私が先日、学校の診療所で診察を受けた際に、看護師さんがものすごい聞きづらそうに「ごめんなさいね、どうしても私の仕事柄質問しないといけないから聞かせてね。あなたはトランスジェンダーですか?」と言われました。キョトンとなっている私に、看護師さんが「性別欄に男性って書いてあるから、確認しないとならなくて・・・」と言い、そこで初めて、自分が男性として産まれたけれど女性に性転換した学生として質問されていることが分かりました。
どうやら、学校が私の健康保険の情報を間違えて男性として登録していたようで、後から学生課に行って正しい情報を登録し直してもらったのですが、それはそれとして、日本とは全く比べ物にならないレベルでジェンダーやマイノリティに関して個人を尊重する文化があると感じます。
例え差別をしてはいけないということを知っていても、何をしたら差別なのか、どの単語や文章は差別として認識されるのかなどを細かく知らないと、他人を傷つけてしまうことになります。
ロサンゼルスに住む友人からは、もし間違った発言をしてしまったら「ごめんなさい。私はアメリカに来たばかりで、今まだ人種差別やジェンダーなどについて勉強中です」と、正直に伝えるのが良いと言われました。まだまだ、アメリカで学ぶことが山積みです。
まとめ
今回は、私が留学する前から今に至るまでの、現地の人とのコミュニケーションについての体験談をご紹介しました。留学生は分からないことだらけです。
でも、分からないことは分からないままにしていると、ビザが維持できなくなるなどの一大事になってしまうこともありますので、私のおすすめは、日本人からすると「やり過ぎ」と感じるくらい、しつこくプッシュすることです。強くプッシュしたり文句を言ったとしても、意外に相手はケロッとしていて、悪い評価にはならないところは、私がロサンゼルスの文化が好きな理由のひとつでもあります。

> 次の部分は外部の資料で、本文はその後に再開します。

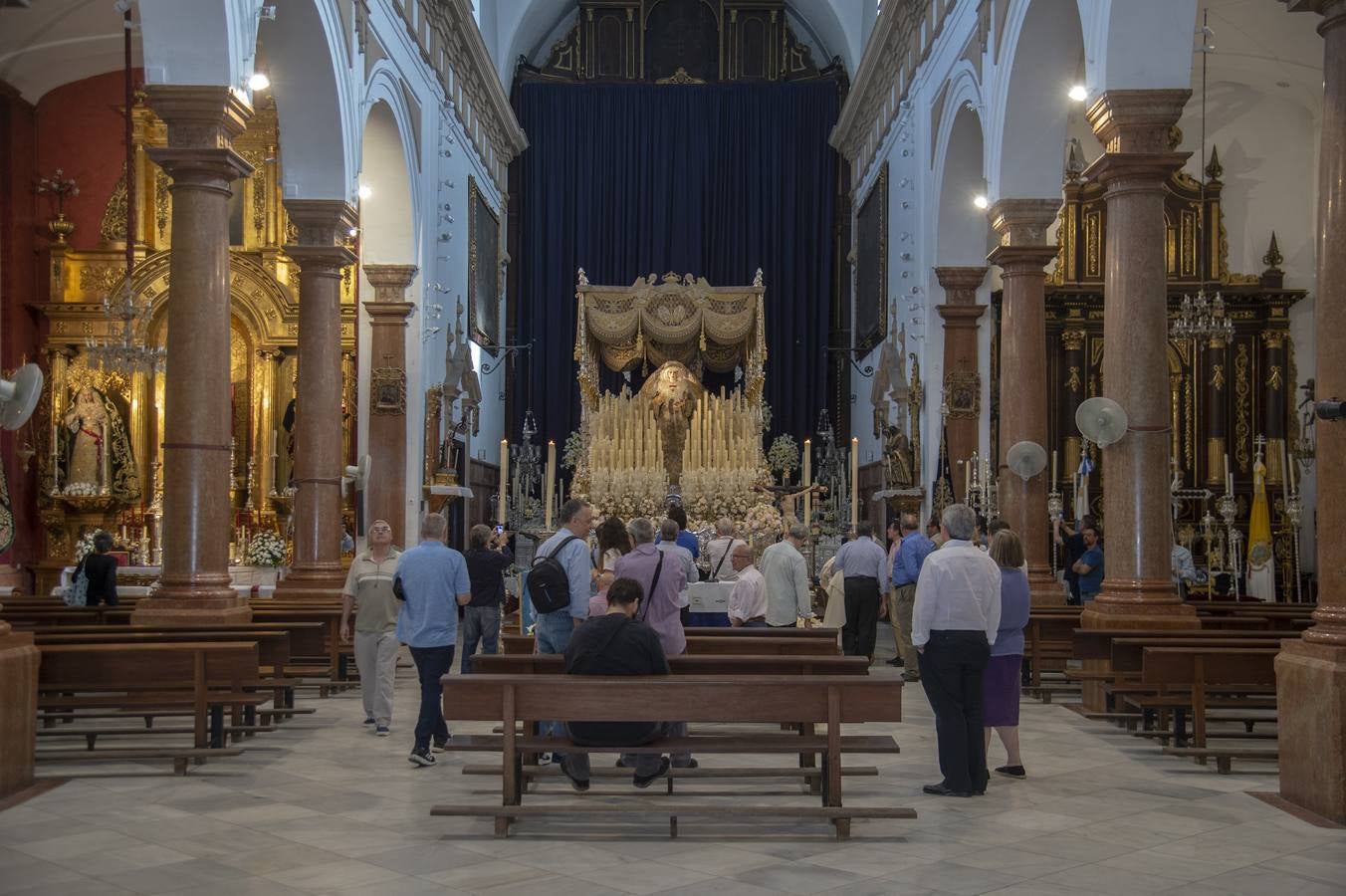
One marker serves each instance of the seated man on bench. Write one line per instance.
(618, 644)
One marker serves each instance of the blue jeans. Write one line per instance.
(552, 635)
(431, 663)
(479, 624)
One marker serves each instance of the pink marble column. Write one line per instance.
(962, 364)
(194, 585)
(321, 253)
(1311, 672)
(1021, 256)
(388, 315)
(1134, 126)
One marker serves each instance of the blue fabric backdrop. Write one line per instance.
(715, 180)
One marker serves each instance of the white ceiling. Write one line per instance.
(57, 42)
(1260, 45)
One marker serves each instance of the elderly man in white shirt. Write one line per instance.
(953, 624)
(786, 574)
(748, 600)
(677, 552)
(720, 550)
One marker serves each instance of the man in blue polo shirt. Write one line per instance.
(432, 581)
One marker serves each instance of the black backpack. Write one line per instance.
(548, 584)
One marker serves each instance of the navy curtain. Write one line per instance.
(715, 180)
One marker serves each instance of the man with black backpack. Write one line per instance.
(559, 585)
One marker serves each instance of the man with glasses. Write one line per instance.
(748, 600)
(370, 585)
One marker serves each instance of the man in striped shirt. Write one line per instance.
(369, 584)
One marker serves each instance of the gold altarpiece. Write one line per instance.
(264, 336)
(1223, 395)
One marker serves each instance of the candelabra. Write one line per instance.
(1203, 319)
(1293, 509)
(1228, 509)
(1055, 506)
(525, 509)
(128, 350)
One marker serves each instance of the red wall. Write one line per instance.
(79, 128)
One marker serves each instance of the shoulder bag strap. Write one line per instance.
(654, 581)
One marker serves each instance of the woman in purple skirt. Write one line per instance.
(1001, 684)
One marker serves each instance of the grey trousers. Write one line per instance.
(645, 765)
(375, 658)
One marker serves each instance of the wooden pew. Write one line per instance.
(1046, 647)
(710, 699)
(203, 677)
(272, 646)
(757, 646)
(687, 665)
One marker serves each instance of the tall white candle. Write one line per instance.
(855, 482)
(504, 502)
(551, 483)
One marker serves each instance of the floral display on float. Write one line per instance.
(85, 545)
(266, 550)
(572, 451)
(784, 456)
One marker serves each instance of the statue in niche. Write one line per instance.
(95, 450)
(897, 459)
(673, 393)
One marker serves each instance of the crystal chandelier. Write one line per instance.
(1201, 318)
(128, 351)
(128, 348)
(1204, 319)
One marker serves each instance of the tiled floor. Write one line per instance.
(322, 806)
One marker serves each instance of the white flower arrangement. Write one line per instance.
(266, 550)
(85, 545)
(762, 520)
(572, 451)
(784, 455)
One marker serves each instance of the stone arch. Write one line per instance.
(1043, 56)
(1138, 45)
(309, 64)
(198, 42)
(962, 229)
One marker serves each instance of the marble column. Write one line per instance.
(321, 255)
(962, 366)
(1134, 125)
(1311, 672)
(1217, 412)
(1021, 256)
(388, 317)
(18, 709)
(1073, 360)
(194, 585)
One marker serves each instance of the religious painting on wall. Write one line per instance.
(871, 265)
(484, 292)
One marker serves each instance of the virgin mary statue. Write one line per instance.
(95, 451)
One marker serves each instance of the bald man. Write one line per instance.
(370, 585)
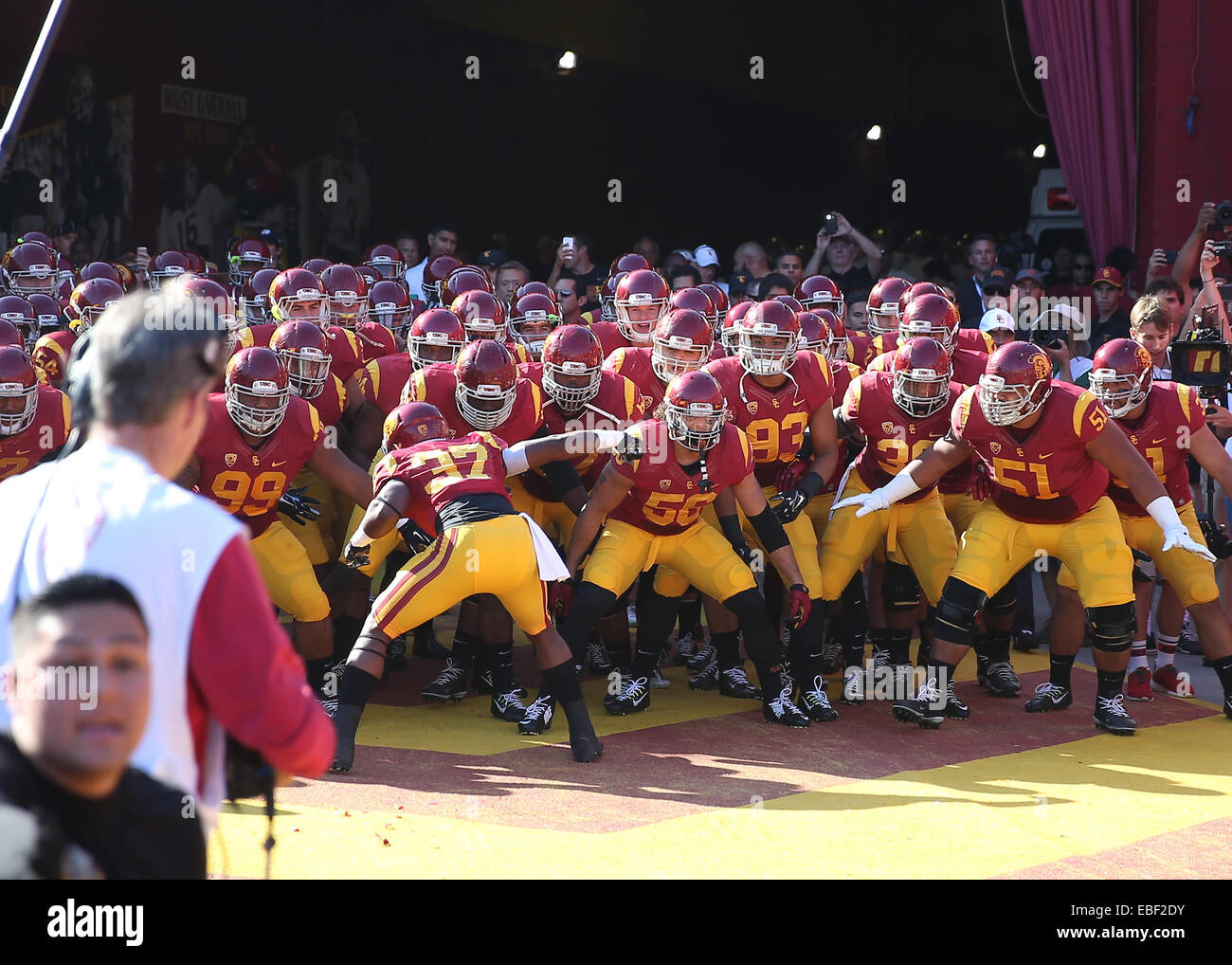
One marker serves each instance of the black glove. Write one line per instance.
(297, 507)
(792, 501)
(417, 538)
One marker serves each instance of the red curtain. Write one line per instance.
(1089, 97)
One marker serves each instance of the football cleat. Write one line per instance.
(598, 662)
(1167, 681)
(538, 717)
(920, 710)
(997, 678)
(1137, 685)
(705, 655)
(633, 698)
(1050, 697)
(783, 711)
(450, 684)
(853, 685)
(1110, 717)
(814, 702)
(734, 683)
(508, 707)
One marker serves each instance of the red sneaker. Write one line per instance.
(1137, 685)
(1167, 681)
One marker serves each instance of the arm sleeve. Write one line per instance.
(245, 673)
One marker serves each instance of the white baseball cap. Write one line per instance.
(997, 319)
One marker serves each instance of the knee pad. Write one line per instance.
(899, 590)
(1005, 600)
(956, 611)
(1114, 628)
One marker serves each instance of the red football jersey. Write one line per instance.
(610, 337)
(332, 402)
(895, 438)
(438, 383)
(443, 469)
(247, 482)
(1043, 475)
(259, 334)
(635, 365)
(617, 406)
(50, 355)
(664, 498)
(774, 419)
(344, 349)
(1162, 435)
(53, 418)
(382, 380)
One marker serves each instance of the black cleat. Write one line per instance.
(734, 683)
(538, 717)
(783, 711)
(997, 678)
(1047, 698)
(508, 706)
(636, 697)
(706, 680)
(814, 702)
(1110, 717)
(923, 709)
(450, 684)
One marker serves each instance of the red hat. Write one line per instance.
(1110, 276)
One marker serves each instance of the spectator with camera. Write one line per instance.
(220, 662)
(69, 804)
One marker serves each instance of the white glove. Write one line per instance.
(1175, 535)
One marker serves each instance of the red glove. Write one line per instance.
(981, 485)
(559, 596)
(788, 476)
(800, 606)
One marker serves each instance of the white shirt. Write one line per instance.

そして、普段は基本的にフレンドリーで笑顔にコミュニケーションをとるように心掛けていると、かなりの確率で自分が予想する以上の好対応をしてもらうことができているので、これから留学される方にはおすすめしたい方法です。
ちなみに、もし自分が謝らなくてはならない立場になった時には、笑顔は禁物です。日本人はヘラヘラと笑いながら謝る癖がついてしまっていますが、その態度は相手を侮辱していると捉えられてしまいます。謝る時は、「申し訳ない」という表情をしっかりと示す必要があることも覚えておくと良いかもしれません。何かの参考になれば幸いです。